Greene County Supervisor Guy Richardson (left) and Greene County Development Corp. president Norm Fandel, two of the more visible leaders of Grow Greene County, a pro-casino group, celebrate Tuesday night after learning the results of the gaming referendum.

Greene County Casino

Greene County voters Tuesday overwhelmingly approved a gaming referendum, setting the stage for a licensing application with the state and potential development of a casino/entertainment complex in the Jefferson area.

The measure to allow gaming for up to eight years in the county passed 75 percent to 25 percent - with an unofficial vote count of 2,905 to 964 with a 57 percent turnout. The referendum earned strong support throughout the seven precincts in the county. Heavy absentee voting went in favor of the referendum, 77 percent to 23 percent, 1,201 to 349.

"I'm just thrilled," said Guy Richardson, a Greene County supervisor who helped lead the pro-casino Grow Greene County organization. "I was an outspoken advocate for this because I really believed in my heart that this is very, very good for Greene County."

Richardson said proponents, who are working with West Des Moines-based Wild Rose Entertainment on a casino/hotel/convention center, plan to model a Jefferson complex after the one the company operates in Emmetsburg, the Palo Alto County seat. The Jefferson gaming-and-entertainment complex is expected to provide more than 250 jobs, an annual payroll of $6.5 million to $7 million and over $2 million each year to county non-profit organizations and local tax coffers.

"We did our due diligence," said Richardson, a Jefferson Republican. "We went and we looked at Emmetsburg. We really examined what's happened up there and the successes they've had and the fact that they've had none of the ill effects that people were afraid of. I am just thrilled that we got that message across to the voters and the voters agreed with us and overwhelmingly passed this vote tonight."

The referendum is a major first step in the proposed casino development. But it doesn't seal the deal. The Iowa Racing and Gaming Commission must approve the plan for Jefferson as well.

Brian Ohorilko, administrator of the commission, said in an interview this morning that the regulatory body plans to conduct a market analysis of gaming in Iowa to determine if, and where, "under-served" areas for legalized gambling exist. The commission is expected to review that study at a March meeting and determine whether to issue more licenses beyond one planned in Linn County, home to Cedar Rapids, Ohorilko said.

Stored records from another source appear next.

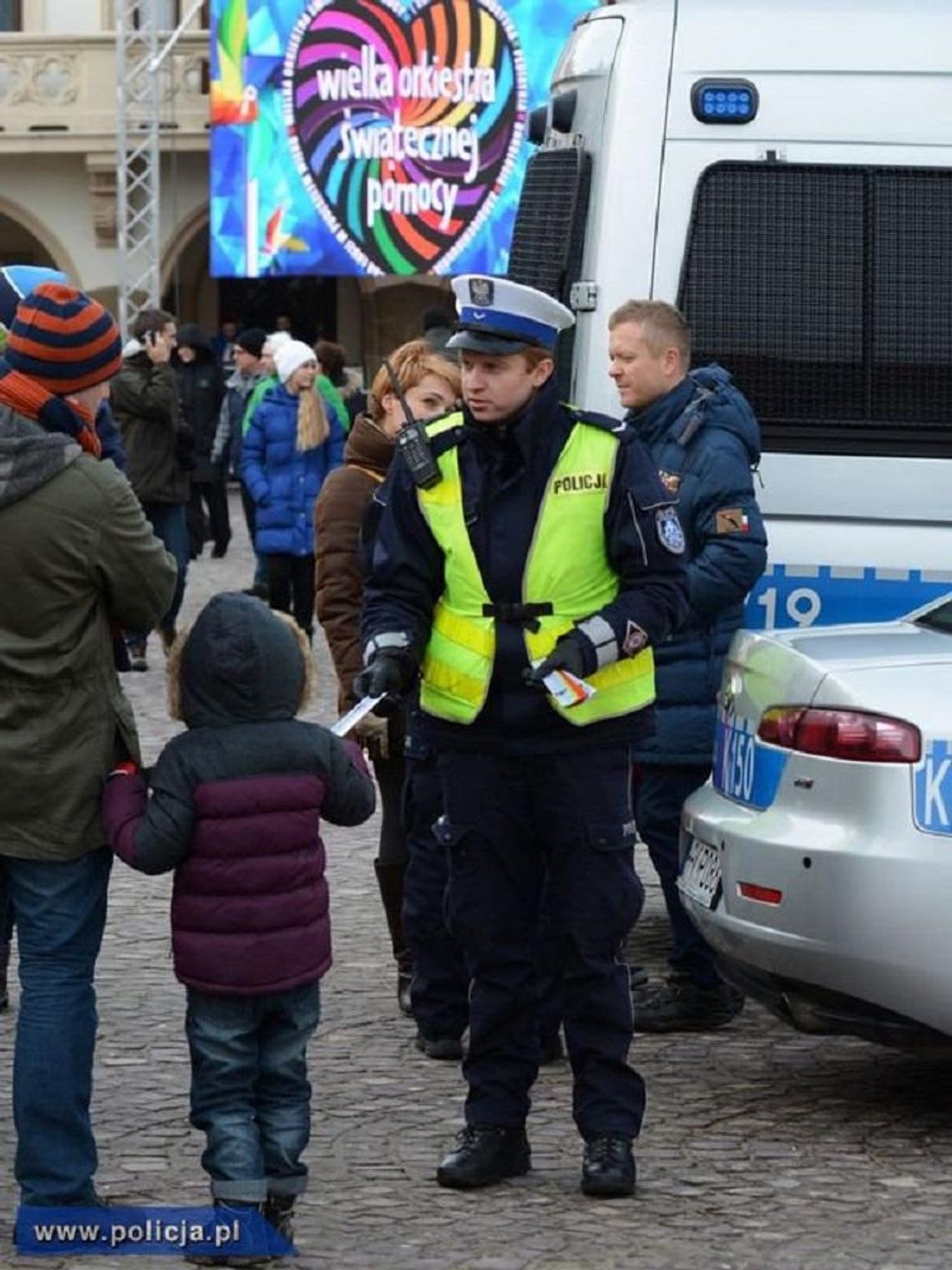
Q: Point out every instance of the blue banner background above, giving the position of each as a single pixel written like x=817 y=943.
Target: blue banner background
x=249 y=43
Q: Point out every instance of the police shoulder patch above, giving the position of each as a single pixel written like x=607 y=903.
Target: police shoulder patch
x=671 y=535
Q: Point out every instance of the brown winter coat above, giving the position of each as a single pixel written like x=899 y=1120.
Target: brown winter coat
x=337 y=518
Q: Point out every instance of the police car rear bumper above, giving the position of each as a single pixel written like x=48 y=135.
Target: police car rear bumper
x=853 y=905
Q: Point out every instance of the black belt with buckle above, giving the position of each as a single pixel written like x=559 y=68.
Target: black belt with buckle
x=519 y=615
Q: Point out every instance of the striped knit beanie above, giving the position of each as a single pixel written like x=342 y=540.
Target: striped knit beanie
x=63 y=339
x=17 y=281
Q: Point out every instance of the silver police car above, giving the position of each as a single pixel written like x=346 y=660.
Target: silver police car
x=818 y=860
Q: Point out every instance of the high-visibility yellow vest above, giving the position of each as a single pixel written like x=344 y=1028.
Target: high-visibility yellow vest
x=566 y=566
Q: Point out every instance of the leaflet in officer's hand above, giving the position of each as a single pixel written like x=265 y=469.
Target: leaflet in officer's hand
x=354 y=715
x=568 y=688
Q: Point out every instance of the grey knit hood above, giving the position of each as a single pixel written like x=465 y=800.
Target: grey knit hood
x=29 y=456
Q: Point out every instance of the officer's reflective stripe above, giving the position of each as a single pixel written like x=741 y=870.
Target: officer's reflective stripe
x=566 y=566
x=458 y=629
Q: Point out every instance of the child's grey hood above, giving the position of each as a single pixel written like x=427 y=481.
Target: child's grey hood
x=241 y=664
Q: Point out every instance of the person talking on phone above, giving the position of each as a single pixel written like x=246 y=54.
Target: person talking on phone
x=145 y=400
x=522 y=537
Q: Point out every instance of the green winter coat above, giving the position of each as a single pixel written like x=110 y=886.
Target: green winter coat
x=76 y=554
x=145 y=403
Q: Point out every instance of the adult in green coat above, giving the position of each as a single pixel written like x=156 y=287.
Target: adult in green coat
x=76 y=559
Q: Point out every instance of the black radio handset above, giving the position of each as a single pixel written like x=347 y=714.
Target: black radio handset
x=413 y=441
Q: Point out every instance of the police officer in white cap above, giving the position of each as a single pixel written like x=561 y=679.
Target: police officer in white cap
x=520 y=536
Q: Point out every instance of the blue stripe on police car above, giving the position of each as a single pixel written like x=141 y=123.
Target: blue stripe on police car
x=823 y=595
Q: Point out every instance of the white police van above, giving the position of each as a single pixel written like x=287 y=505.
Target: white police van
x=782 y=170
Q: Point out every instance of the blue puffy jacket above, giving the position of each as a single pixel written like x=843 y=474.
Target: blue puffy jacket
x=283 y=480
x=705 y=439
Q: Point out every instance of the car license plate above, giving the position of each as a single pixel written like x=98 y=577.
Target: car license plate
x=701 y=874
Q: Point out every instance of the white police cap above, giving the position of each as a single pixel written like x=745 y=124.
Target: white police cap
x=497 y=315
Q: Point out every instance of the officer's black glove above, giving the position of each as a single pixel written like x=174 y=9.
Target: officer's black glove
x=569 y=654
x=390 y=674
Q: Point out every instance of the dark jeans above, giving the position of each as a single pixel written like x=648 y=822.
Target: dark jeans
x=251 y=1094
x=60 y=913
x=291 y=588
x=391 y=775
x=215 y=495
x=441 y=984
x=517 y=828
x=170 y=527
x=659 y=794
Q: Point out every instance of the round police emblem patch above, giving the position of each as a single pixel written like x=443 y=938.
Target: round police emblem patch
x=671 y=535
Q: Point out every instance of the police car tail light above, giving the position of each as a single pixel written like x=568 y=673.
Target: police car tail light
x=849 y=734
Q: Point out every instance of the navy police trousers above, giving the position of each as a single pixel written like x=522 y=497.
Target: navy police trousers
x=517 y=828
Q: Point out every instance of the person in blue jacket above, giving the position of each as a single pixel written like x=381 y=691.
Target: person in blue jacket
x=293 y=439
x=705 y=442
x=537 y=539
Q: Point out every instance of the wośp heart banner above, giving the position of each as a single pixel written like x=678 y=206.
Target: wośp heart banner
x=373 y=136
x=404 y=131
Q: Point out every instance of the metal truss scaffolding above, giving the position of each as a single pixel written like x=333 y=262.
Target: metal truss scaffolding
x=144 y=89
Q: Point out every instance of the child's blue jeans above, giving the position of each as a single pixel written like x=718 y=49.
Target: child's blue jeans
x=251 y=1094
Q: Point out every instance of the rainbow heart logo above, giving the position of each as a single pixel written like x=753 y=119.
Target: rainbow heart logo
x=405 y=124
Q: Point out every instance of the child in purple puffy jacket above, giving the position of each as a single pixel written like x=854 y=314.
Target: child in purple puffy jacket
x=235 y=810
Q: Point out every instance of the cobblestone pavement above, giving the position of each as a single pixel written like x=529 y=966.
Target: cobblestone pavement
x=762 y=1148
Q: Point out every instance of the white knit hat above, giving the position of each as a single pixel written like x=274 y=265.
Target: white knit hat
x=292 y=356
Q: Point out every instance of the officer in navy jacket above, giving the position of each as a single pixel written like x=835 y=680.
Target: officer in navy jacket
x=534 y=537
x=705 y=442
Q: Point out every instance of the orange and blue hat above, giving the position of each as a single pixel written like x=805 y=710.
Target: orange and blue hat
x=63 y=339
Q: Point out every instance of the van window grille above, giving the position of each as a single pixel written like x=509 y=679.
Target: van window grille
x=827 y=291
x=549 y=236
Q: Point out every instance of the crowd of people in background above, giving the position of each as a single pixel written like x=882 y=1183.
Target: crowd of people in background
x=392 y=573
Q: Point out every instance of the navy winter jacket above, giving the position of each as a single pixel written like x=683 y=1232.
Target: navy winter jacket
x=236 y=805
x=705 y=439
x=285 y=481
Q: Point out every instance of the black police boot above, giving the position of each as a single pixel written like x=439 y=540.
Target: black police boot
x=278 y=1212
x=682 y=1005
x=439 y=1047
x=485 y=1153
x=608 y=1166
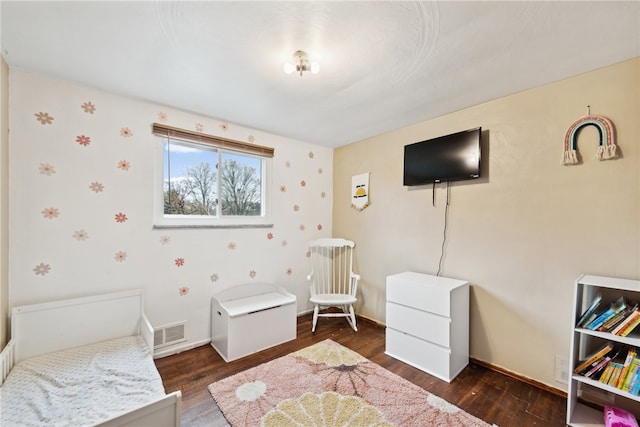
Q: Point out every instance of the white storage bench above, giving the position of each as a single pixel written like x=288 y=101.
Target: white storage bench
x=248 y=318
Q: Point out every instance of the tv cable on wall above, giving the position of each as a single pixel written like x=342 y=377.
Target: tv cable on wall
x=444 y=228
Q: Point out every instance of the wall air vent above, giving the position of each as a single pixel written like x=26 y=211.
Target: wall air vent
x=169 y=334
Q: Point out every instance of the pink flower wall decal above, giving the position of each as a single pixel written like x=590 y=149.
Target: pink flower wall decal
x=42 y=269
x=83 y=140
x=80 y=235
x=120 y=217
x=46 y=169
x=88 y=107
x=124 y=165
x=44 y=118
x=50 y=213
x=96 y=187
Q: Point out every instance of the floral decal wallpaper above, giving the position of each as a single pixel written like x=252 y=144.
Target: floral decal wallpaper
x=82 y=198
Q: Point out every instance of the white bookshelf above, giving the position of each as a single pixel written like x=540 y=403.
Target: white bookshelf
x=584 y=341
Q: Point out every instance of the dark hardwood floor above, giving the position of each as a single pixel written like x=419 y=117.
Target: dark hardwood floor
x=492 y=396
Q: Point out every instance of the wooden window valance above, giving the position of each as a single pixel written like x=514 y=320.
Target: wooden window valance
x=217 y=141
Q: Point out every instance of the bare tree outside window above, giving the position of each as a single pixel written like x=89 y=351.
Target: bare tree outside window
x=240 y=189
x=192 y=182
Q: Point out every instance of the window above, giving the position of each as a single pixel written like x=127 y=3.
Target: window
x=207 y=181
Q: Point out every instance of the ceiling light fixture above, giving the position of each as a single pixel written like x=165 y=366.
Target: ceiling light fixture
x=301 y=64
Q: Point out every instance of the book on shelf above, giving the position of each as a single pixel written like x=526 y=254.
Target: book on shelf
x=606 y=374
x=594 y=358
x=589 y=313
x=615 y=375
x=629 y=328
x=600 y=365
x=632 y=376
x=631 y=354
x=616 y=320
x=615 y=307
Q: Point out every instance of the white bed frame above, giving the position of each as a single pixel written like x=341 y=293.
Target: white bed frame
x=53 y=326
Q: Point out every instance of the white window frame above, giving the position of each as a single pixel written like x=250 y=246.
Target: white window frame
x=161 y=220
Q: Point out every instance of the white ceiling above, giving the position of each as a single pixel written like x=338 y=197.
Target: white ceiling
x=384 y=64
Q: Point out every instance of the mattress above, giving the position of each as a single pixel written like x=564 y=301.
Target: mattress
x=81 y=386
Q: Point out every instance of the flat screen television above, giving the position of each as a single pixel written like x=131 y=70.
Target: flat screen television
x=453 y=157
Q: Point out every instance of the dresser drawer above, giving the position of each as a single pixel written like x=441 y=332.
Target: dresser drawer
x=423 y=292
x=423 y=355
x=420 y=324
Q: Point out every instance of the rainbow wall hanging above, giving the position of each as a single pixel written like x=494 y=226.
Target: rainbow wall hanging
x=607 y=148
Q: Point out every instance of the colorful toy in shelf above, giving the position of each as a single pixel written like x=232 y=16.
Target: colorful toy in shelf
x=616 y=417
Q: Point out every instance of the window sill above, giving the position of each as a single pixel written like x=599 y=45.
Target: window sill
x=193 y=226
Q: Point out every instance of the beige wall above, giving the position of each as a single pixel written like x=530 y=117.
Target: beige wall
x=523 y=232
x=4 y=199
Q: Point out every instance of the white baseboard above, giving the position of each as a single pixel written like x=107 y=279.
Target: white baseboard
x=180 y=348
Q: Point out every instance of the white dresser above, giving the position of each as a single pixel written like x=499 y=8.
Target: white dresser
x=428 y=323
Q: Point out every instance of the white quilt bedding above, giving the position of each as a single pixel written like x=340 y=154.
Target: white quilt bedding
x=80 y=386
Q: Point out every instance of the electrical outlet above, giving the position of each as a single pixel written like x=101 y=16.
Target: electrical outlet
x=561 y=369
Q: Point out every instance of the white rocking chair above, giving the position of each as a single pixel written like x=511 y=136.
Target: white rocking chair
x=332 y=282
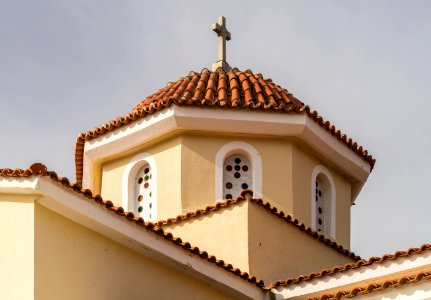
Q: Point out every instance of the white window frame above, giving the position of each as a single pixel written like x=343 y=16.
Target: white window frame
x=321 y=170
x=128 y=182
x=237 y=147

The five-member Iowa Racing and Gaming Commission must cast a majority vote for a license to be issued to the non-profit working in conjunction with a casino operator. Iowa currently has 18 state-regulated casinos.

Richardson is optimistic about Jefferson casino's fortunes with the commission.

"I truly believe that the Racing and Gaming Commission is already very intrigued by this location - and certainly the fact that we passed this by this margin is going to be impressive to them, and I think it's going to say to them that this is a good location for a casino," Richardson said.

Ohorilko said community support is one factor the commission considers in making a decision on licensing. Greene County officials could file an application at any point now. Ohorilko said the vetting process takes six to nine months, and that the commission likely will not act on any applications until it reviews the statewide market study.

Richardson said the casino/entertainment complex will define Greene County as a destination, adding to amenities like the bell tower and bike trail.